Prevent concurrent execution of Terraform jobs in CI/CD pipelines.
Implement proper error handling and retry logic for state operations.
Monitor state access patterns and lock durations.
Consider using a centralized state management service for large teams.
No summary provided
What Happened:
After upgrading Jenkins from version 2.303 to 2.346, the team noticed that deployment pipelines managed by Spinnaker began failing intermittently. The failures occurred specifically during the deployment stage when Spinnaker attempted to interact with Jenkins to retrieve build artifacts. The issue affected multiple teams and projects, causing deployment delays and requiring manual interventions. The problem was particularly challenging because it only occurred for certain pipeline configurations and not others.
Diagnosis Steps:
Analyzed Jenkins and Spinnaker logs for error patterns.
Compared working and failing pipeline configurations.
Reviewed API changes between Jenkins versions.
Tested API interactions directly between components.
Examined network traffic between Jenkins and Spinnaker.
Root Cause:
The investigation revealed multiple issues with the tool integration: 1. The Jenkins API had breaking changes in the new version that affected how Spinnaker retrieved artifacts 2. The Spinnaker Jenkins integration plugin was not compatible with the new Jenkins version 3. Authentication between the systems was failing due to security changes in Jenkins 4. Custom scripts that bridged the tools were using deprecated endpoints 5. The API rate limiting configuration in Jenkins was affecting Spinnaker's parallel operations
Fix/Workaround:
• Updated the Spinnaker Jenkins integration plugin to a compatible version
• Modified custom integration scripts to use the new API endpoints
• Implemented proper authentication handling between systems
• Adjusted rate limiting configuration to accommodate Spinnaker's parallel operations
• Created a comprehensive testing strategy for future upgrades
Lessons Learned:
Complex DevOps toolchains require careful version management and integration testing.
How to Avoid:
Maintain a test environment that mirrors the production toolchain.
Test tool upgrades thoroughly before applying to production.
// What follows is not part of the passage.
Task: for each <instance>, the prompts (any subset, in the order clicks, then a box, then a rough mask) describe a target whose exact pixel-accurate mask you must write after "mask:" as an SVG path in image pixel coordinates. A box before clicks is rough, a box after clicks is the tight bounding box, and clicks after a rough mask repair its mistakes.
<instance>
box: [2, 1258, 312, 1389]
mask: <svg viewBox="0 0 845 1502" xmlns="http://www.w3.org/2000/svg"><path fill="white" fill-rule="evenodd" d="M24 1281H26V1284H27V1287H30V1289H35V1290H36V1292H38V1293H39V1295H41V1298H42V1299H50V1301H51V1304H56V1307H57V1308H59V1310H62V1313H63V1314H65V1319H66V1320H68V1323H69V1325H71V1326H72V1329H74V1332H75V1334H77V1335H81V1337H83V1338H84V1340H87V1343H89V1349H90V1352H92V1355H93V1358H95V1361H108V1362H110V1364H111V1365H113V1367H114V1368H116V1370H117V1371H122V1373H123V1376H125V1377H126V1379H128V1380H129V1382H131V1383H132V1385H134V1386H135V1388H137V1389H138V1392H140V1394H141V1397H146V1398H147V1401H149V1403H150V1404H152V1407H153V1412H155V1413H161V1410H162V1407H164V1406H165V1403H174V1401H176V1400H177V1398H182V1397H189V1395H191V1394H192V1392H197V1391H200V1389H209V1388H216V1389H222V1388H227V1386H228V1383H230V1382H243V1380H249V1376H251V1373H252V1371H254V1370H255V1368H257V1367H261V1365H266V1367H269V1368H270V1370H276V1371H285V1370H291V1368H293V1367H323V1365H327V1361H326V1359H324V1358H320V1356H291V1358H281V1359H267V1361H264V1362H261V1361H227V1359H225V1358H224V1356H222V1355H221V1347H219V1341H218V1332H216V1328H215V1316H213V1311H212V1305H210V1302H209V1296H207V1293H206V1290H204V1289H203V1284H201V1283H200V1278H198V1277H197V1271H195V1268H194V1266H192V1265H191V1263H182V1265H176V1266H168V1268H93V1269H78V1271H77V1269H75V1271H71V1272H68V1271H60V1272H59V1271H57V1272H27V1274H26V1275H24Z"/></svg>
Document all integration points between DevOps tools.
Subscribe to release notes and breaking changes for all components.
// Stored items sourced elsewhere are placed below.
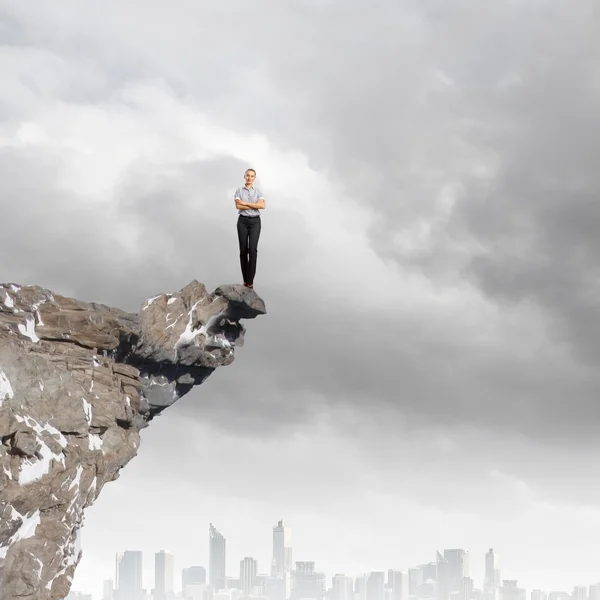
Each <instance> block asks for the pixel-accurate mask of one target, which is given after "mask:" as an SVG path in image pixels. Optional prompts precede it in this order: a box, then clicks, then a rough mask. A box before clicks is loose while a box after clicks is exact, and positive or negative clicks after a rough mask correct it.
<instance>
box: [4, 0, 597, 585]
mask: <svg viewBox="0 0 600 600" xmlns="http://www.w3.org/2000/svg"><path fill="white" fill-rule="evenodd" d="M598 23H599V22H598V9H597V4H596V3H595V2H593V1H592V0H580V1H578V2H577V3H570V4H566V3H562V2H557V1H556V0H538V1H536V2H519V1H513V0H501V1H499V2H495V3H482V2H480V1H479V0H457V1H456V2H453V3H448V2H445V1H443V0H406V1H402V2H393V1H391V0H384V1H383V2H381V3H379V4H377V5H376V6H373V7H370V8H368V9H367V8H366V7H365V4H364V3H360V2H357V1H355V0H349V1H346V2H340V1H339V0H321V1H320V2H317V1H315V0H300V1H298V2H295V3H285V2H277V1H275V0H265V1H264V2H261V3H258V4H256V5H253V6H252V7H251V8H249V7H248V5H247V3H244V2H241V1H240V0H232V1H231V2H227V3H207V2H191V1H190V0H181V1H180V2H178V3H175V4H173V3H166V2H160V1H159V0H145V1H144V2H142V1H141V0H123V1H120V2H114V1H108V2H105V3H103V4H102V5H101V6H100V5H98V4H97V3H92V2H90V1H89V0H78V1H75V0H67V2H64V3H62V4H61V5H60V8H57V6H56V5H55V4H53V3H45V2H42V1H40V0H33V1H31V2H19V3H15V2H11V1H10V0H0V40H1V41H2V44H0V65H1V70H2V74H3V75H2V86H0V153H1V160H0V192H1V193H0V207H1V209H2V223H3V226H2V235H1V236H0V254H1V255H2V256H3V257H4V260H3V261H2V274H1V275H0V280H2V281H11V282H16V283H21V284H26V283H35V284H38V285H41V286H44V287H47V288H50V289H52V290H54V291H56V292H58V293H62V294H64V295H68V296H74V297H76V298H79V299H81V300H88V301H96V302H102V303H105V304H109V305H113V306H118V307H120V308H123V309H126V310H131V311H137V310H138V309H139V307H140V305H141V303H142V302H143V301H144V300H145V299H146V298H147V297H150V296H153V295H156V294H158V293H161V292H169V291H174V290H179V289H181V288H182V287H184V286H185V285H186V284H187V283H188V282H190V281H191V280H193V279H197V280H199V281H201V282H203V283H204V284H205V285H206V286H207V287H208V288H209V289H211V290H212V289H214V288H216V287H217V286H218V285H221V284H224V283H241V277H240V275H239V260H238V248H237V235H236V228H235V222H236V212H235V208H234V204H233V193H234V191H235V189H236V188H237V187H238V186H240V185H242V184H243V179H242V178H243V173H244V170H245V169H246V168H247V167H253V168H254V169H256V171H257V184H258V185H259V186H260V187H261V189H262V190H263V192H264V195H265V198H266V203H267V207H266V210H265V211H264V214H263V217H262V219H263V226H262V233H261V238H260V243H259V255H258V269H257V275H256V279H255V289H256V291H257V293H258V294H259V295H260V296H261V297H262V298H263V299H264V300H265V303H266V307H267V311H268V314H267V315H266V316H264V317H260V318H258V319H256V320H253V321H247V322H246V323H245V325H246V327H247V334H246V338H245V344H244V346H243V347H242V348H238V349H237V350H236V359H235V362H234V363H233V364H232V365H230V366H228V367H226V368H220V369H218V370H217V371H216V372H215V373H214V374H213V375H212V376H211V377H209V379H208V380H207V381H206V382H205V383H204V384H203V385H202V386H200V387H199V388H196V389H194V390H193V391H192V392H191V393H190V394H188V395H187V396H185V397H184V398H183V399H181V400H180V401H179V402H178V403H177V404H176V405H174V406H173V407H171V408H169V409H168V410H167V411H165V412H164V413H163V414H162V415H161V416H160V418H158V419H156V420H155V421H153V422H152V424H151V427H149V428H148V429H147V430H144V431H143V432H142V444H141V449H140V451H139V454H138V456H137V457H136V458H135V459H134V460H133V461H132V462H131V463H130V464H129V465H128V466H127V467H126V468H125V469H124V470H123V472H122V474H121V476H120V478H119V479H118V480H117V481H115V482H113V483H111V484H109V485H107V486H106V487H105V488H104V489H103V491H102V493H101V495H100V498H99V500H98V501H97V503H96V504H95V505H94V506H93V507H92V508H91V509H90V510H88V511H87V512H86V518H85V524H84V529H83V550H84V555H83V560H82V562H81V564H80V565H79V568H78V570H77V573H76V578H75V581H74V586H73V587H74V589H83V590H85V589H95V590H97V589H99V587H100V586H101V582H102V580H103V579H104V578H105V577H106V574H107V573H111V572H113V569H114V552H115V551H117V550H120V549H127V548H137V549H141V550H145V551H148V552H153V551H155V550H158V549H160V548H170V549H171V550H172V552H173V553H174V554H175V555H176V557H177V560H178V561H179V560H181V561H182V562H184V563H187V562H189V561H191V559H192V558H194V557H195V556H198V561H199V562H200V564H202V561H203V560H204V559H203V558H202V556H203V554H202V553H204V552H206V551H207V539H206V528H205V526H204V523H206V522H208V521H212V522H214V523H219V524H221V526H222V527H223V529H224V531H225V533H226V535H227V537H228V544H229V551H230V556H231V557H237V556H240V557H243V556H245V555H251V553H253V552H254V553H256V554H257V556H256V558H258V559H259V561H260V564H264V561H265V560H266V559H268V553H269V552H270V550H269V548H270V530H271V527H272V525H273V523H274V522H275V521H276V520H277V519H279V518H282V517H283V518H285V519H286V520H287V521H289V522H290V524H291V526H292V527H293V530H294V553H295V556H297V557H298V558H300V557H306V558H307V559H308V560H314V561H315V562H316V564H317V565H318V568H319V569H322V570H323V571H325V572H327V573H328V574H333V573H334V572H338V571H339V572H348V573H350V574H356V573H359V572H365V571H369V570H377V569H379V568H381V567H383V568H387V567H388V566H397V567H400V568H408V567H409V566H411V565H412V564H413V563H419V562H423V561H424V562H427V561H428V558H429V557H431V556H432V554H433V553H434V552H435V549H443V548H466V549H469V551H470V552H471V555H472V556H474V557H481V564H479V562H478V561H477V560H475V558H474V559H473V570H474V572H475V573H477V571H476V569H477V568H481V569H483V555H484V553H485V551H487V549H488V548H490V547H493V548H497V549H498V552H499V553H500V554H501V556H502V560H503V562H502V569H503V573H505V574H506V576H507V577H510V578H511V579H517V580H518V581H519V584H520V585H521V586H522V587H525V588H526V589H527V590H528V592H529V591H530V590H531V589H532V588H533V587H543V588H545V589H559V590H560V589H564V590H571V589H572V587H573V586H574V585H576V584H579V583H583V584H590V583H593V582H596V581H598V580H600V563H599V561H598V556H600V544H599V542H598V541H597V540H599V539H600V508H599V506H600V485H599V484H598V482H597V478H596V477H595V476H594V475H593V474H594V473H595V472H596V469H597V465H598V463H599V460H600V448H599V444H598V425H599V420H600V419H599V415H600V411H599V409H598V398H599V397H600V373H599V372H598V369H597V364H598V359H599V356H600V332H599V330H600V318H599V317H600V315H599V314H598V313H599V310H598V307H599V293H598V290H599V289H600V288H599V284H598V282H599V281H600V268H599V265H598V256H599V255H600V236H598V226H599V225H600V209H599V203H598V198H599V196H600V170H599V169H598V166H597V157H598V156H599V155H600V135H599V134H600V131H599V128H600V125H599V124H600V114H599V113H600V102H599V91H600V76H599V74H598V64H600V63H599V60H598V59H599V58H600V57H599V54H600V52H599V47H598V43H597V41H596V40H598V39H600V35H599V34H600V32H599V31H598V29H599V26H598ZM150 524H151V526H150ZM258 540H264V541H261V542H260V544H262V545H260V548H259V543H258ZM194 562H196V561H195V559H194ZM388 563H389V564H388ZM476 579H477V580H478V581H480V577H478V576H477V575H476ZM95 593H96V594H97V592H95Z"/></svg>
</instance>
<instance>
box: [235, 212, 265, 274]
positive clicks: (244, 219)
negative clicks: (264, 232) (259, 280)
mask: <svg viewBox="0 0 600 600" xmlns="http://www.w3.org/2000/svg"><path fill="white" fill-rule="evenodd" d="M237 227H238V239H239V242H240V266H241V267H242V277H243V278H244V283H249V284H250V285H253V284H254V275H255V274H256V258H257V256H258V238H259V237H260V217H245V216H244V215H240V216H239V217H238V226H237Z"/></svg>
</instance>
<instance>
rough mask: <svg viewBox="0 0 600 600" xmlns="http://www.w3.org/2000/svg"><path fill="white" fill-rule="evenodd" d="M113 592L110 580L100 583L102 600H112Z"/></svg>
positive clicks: (113, 593) (110, 580) (112, 580)
mask: <svg viewBox="0 0 600 600" xmlns="http://www.w3.org/2000/svg"><path fill="white" fill-rule="evenodd" d="M114 596H115V591H114V585H113V580H112V579H105V580H104V582H103V583H102V600H114Z"/></svg>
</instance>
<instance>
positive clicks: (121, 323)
mask: <svg viewBox="0 0 600 600" xmlns="http://www.w3.org/2000/svg"><path fill="white" fill-rule="evenodd" d="M265 313H266V311H265V305H264V303H263V301H262V300H261V299H260V298H259V296H257V295H256V293H255V292H254V291H253V290H250V289H247V288H245V287H244V286H241V285H225V286H221V287H219V288H218V289H217V290H215V291H214V292H213V293H208V292H207V290H206V288H205V287H204V286H203V285H202V284H201V283H198V282H197V281H193V282H191V283H190V284H189V285H187V286H186V287H184V288H183V289H182V290H180V291H179V292H177V293H173V294H161V295H159V296H156V297H154V298H150V299H148V300H147V301H146V302H144V303H143V305H142V307H141V309H140V312H139V314H137V315H136V314H130V313H126V312H124V311H121V310H119V309H116V308H112V307H109V306H104V305H102V304H96V303H85V302H80V301H77V300H74V299H72V298H65V297H63V296H59V295H58V294H53V293H52V292H50V291H49V290H46V289H43V288H40V287H37V286H18V285H15V284H2V285H0V600H16V599H17V598H19V599H20V600H34V599H35V600H54V599H58V598H64V597H65V596H66V595H67V594H68V592H69V589H70V586H71V581H72V578H73V574H74V572H75V568H76V567H77V564H78V563H79V560H80V558H81V549H80V547H79V531H80V529H81V527H82V525H83V519H84V511H85V509H86V508H87V507H88V506H90V505H91V504H93V502H94V501H95V500H96V498H97V497H98V495H99V493H100V490H101V489H102V487H103V486H104V484H105V483H107V482H109V481H113V480H114V479H116V478H117V477H118V476H119V473H120V470H121V469H122V468H123V467H124V466H125V465H126V464H127V463H128V462H129V461H130V460H131V459H132V458H133V457H134V456H135V455H136V453H137V450H138V447H139V444H140V430H141V429H142V428H144V427H147V426H148V424H149V423H150V421H151V420H152V419H153V418H154V417H155V416H156V415H158V414H159V413H160V412H161V411H163V410H164V409H165V408H167V407H168V406H170V405H171V404H173V403H174V402H175V401H176V400H177V399H178V398H180V397H181V396H183V395H184V394H186V393H187V392H188V391H189V390H191V389H192V387H193V386H194V385H199V384H201V383H202V382H203V381H204V380H205V379H206V378H207V377H208V376H209V375H210V374H211V373H212V372H213V371H214V369H215V368H217V367H220V366H225V365H229V364H230V363H231V362H232V361H233V359H234V349H235V346H236V345H237V346H239V345H241V343H242V342H243V337H244V327H243V326H242V325H241V323H240V322H239V321H240V319H252V318H254V317H256V316H258V315H261V314H265Z"/></svg>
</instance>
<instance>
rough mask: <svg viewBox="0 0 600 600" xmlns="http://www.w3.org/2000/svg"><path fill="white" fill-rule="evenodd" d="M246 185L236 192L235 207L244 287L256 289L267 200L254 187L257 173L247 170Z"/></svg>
mask: <svg viewBox="0 0 600 600" xmlns="http://www.w3.org/2000/svg"><path fill="white" fill-rule="evenodd" d="M244 179H245V180H246V185H243V186H242V187H239V188H238V189H237V190H236V191H235V195H234V200H235V207H236V208H237V210H238V214H239V216H238V222H237V230H238V240H239V243H240V266H241V267H242V277H243V279H244V285H245V286H246V287H248V288H251V289H252V288H253V287H254V275H255V274H256V259H257V256H258V238H259V237H260V226H261V222H260V211H261V210H264V208H265V199H264V197H263V195H262V193H261V191H260V189H259V188H257V187H255V186H254V180H255V179H256V171H255V170H254V169H247V170H246V172H245V173H244Z"/></svg>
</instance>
Implement canary deployments for toolchain upgrades.
No summary provided
What Happened:
A technology company implemented a CI/CD pipeline using Jenkins for build automation, GitLab CI for code quality checks, and Kubernetes for deployment. The pipeline frequently failed at various stages, causing delays in release cycles and frustration among developers. The failures were inconsistent, with some builds passing and others failing without clear reasons. The operations team struggled to identify the root cause due to the complexity of the integration.
Diagnosis Steps:
Analyzed logs from Jenkins, GitLab CI, and Kubernetes for error patterns.
Reviewed pipeline configurations and integration points.
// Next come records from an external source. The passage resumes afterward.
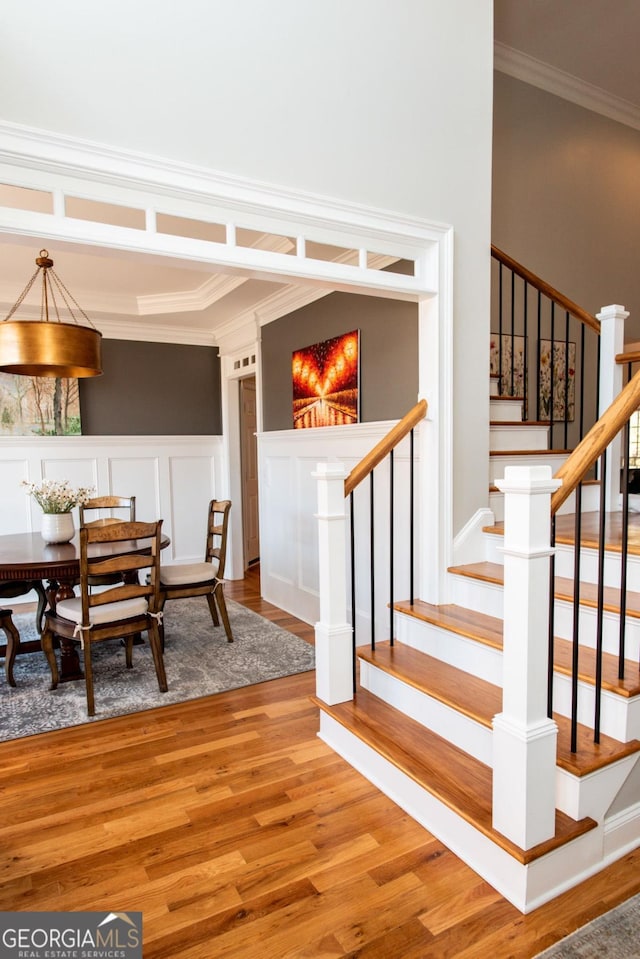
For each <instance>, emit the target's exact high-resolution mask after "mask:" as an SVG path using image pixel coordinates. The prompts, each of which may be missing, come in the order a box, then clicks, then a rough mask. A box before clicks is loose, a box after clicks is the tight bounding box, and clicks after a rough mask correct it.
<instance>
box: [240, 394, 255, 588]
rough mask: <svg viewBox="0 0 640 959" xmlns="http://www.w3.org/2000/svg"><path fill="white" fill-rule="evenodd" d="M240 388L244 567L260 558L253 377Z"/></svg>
mask: <svg viewBox="0 0 640 959" xmlns="http://www.w3.org/2000/svg"><path fill="white" fill-rule="evenodd" d="M239 387H240V463H241V474H242V529H243V548H244V549H243V551H244V568H245V570H246V569H249V567H251V566H254V565H256V564H257V563H258V562H259V561H260V514H259V505H258V500H259V497H258V443H257V438H256V432H257V429H258V417H257V396H256V378H255V376H247V377H245V378H244V379H242V380H240V381H239Z"/></svg>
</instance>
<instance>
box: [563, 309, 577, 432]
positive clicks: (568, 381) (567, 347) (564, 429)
mask: <svg viewBox="0 0 640 959" xmlns="http://www.w3.org/2000/svg"><path fill="white" fill-rule="evenodd" d="M574 375H575V370H574ZM564 448H565V449H568V448H569V311H568V310H566V311H565V328H564Z"/></svg>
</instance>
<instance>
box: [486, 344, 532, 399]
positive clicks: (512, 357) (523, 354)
mask: <svg viewBox="0 0 640 959" xmlns="http://www.w3.org/2000/svg"><path fill="white" fill-rule="evenodd" d="M499 344H500V338H499V337H498V336H497V335H494V334H493V333H492V334H491V375H492V376H497V375H498V374H501V375H500V382H499V384H498V393H499V394H500V396H524V336H511V334H508V333H503V335H502V368H500V349H499ZM512 374H513V381H512Z"/></svg>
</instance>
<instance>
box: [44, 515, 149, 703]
mask: <svg viewBox="0 0 640 959" xmlns="http://www.w3.org/2000/svg"><path fill="white" fill-rule="evenodd" d="M161 530H162V520H158V521H157V522H153V523H139V522H135V523H113V524H108V525H106V526H83V527H81V529H80V596H78V597H74V598H73V599H65V600H62V601H61V602H59V603H58V604H57V606H56V610H55V612H52V611H48V612H46V613H45V627H44V631H43V633H42V649H43V651H44V653H45V656H46V657H47V661H48V663H49V667H50V669H51V689H56V687H57V685H58V665H57V662H56V657H55V654H54V651H53V639H54V637H55V636H58V637H61V638H62V639H66V640H70V639H75V640H79V641H80V644H81V646H82V648H83V650H84V671H85V682H86V688H87V712H88V714H89V716H94V715H95V701H94V691H93V670H92V663H91V649H92V646H93V645H94V643H98V642H102V641H103V640H108V639H121V638H123V639H124V640H125V646H126V664H127V668H128V669H131V668H132V666H133V640H134V637H135V636H136V635H138V634H139V633H141V632H145V631H146V632H147V633H148V636H149V645H150V647H151V653H152V655H153V662H154V665H155V670H156V676H157V678H158V687H159V688H160V692H163V693H165V692H166V691H167V677H166V674H165V669H164V660H163V657H162V641H161V638H160V629H159V621H160V619H161V618H162V613H161V610H160V588H159V585H160V575H159V574H160V543H161ZM136 541H137V543H136ZM140 541H145V542H144V543H141V542H140ZM147 544H148V545H147ZM143 547H144V551H141V552H136V549H138V548H140V549H141V550H142V548H143ZM142 570H145V571H148V576H145V577H144V578H145V580H148V581H146V582H145V583H144V584H141V583H140V582H123V581H122V580H123V578H124V577H125V574H127V573H129V574H132V573H133V574H135V576H134V578H136V579H140V572H141V571H142ZM111 573H115V574H117V575H118V584H117V585H115V586H112V587H111V588H107V589H104V590H102V591H100V592H92V591H91V588H90V581H91V579H92V578H95V577H100V576H104V575H105V574H111ZM127 578H128V579H131V578H132V577H131V576H129V577H127Z"/></svg>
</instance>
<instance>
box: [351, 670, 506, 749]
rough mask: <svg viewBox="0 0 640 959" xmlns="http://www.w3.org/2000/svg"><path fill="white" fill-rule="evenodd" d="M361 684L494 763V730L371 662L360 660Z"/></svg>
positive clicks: (408, 712)
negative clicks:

Examined network connectivity and authentication between tools.
Tested individual pipeline stages in isolation.
Collected feedback from developers about common failure scenarios.
Root Cause:
The investigation revealed multiple issues with the pipeline integration: 1. Inconsistent environment variables and secrets management across tools 2. Network connectivity issues between Jenkins and GitLab CI runners 3. Misconfigured Kubernetes deployment scripts causing intermittent failures 4. Lack of proper error handling and retry mechanisms in pipeline stages 5. No centralized monitoring or alerting for pipeline failures
Fix/Workaround:
• Implemented immediate fixes to stabilize the pipeline
• Standardized environment variables and secrets management
• Resolved network connectivity issues with proper routing and DNS
• Corrected Kubernetes deployment scripts and added error handling
• Implemented centralized monitoring and alerting for pipeline stages
Lessons Learned:
CI/CD pipeline integration requires careful coordination and consistent configuration across tools.
How to Avoid:
Standardize environment variables and secrets management across all tools.
Implement centralized monitoring and alerting for pipeline stages.
Test pipeline stages in isolation before full integration.
Ensure proper network connectivity and authentication between tools.
Create detailed documentation and runbooks for pipeline management.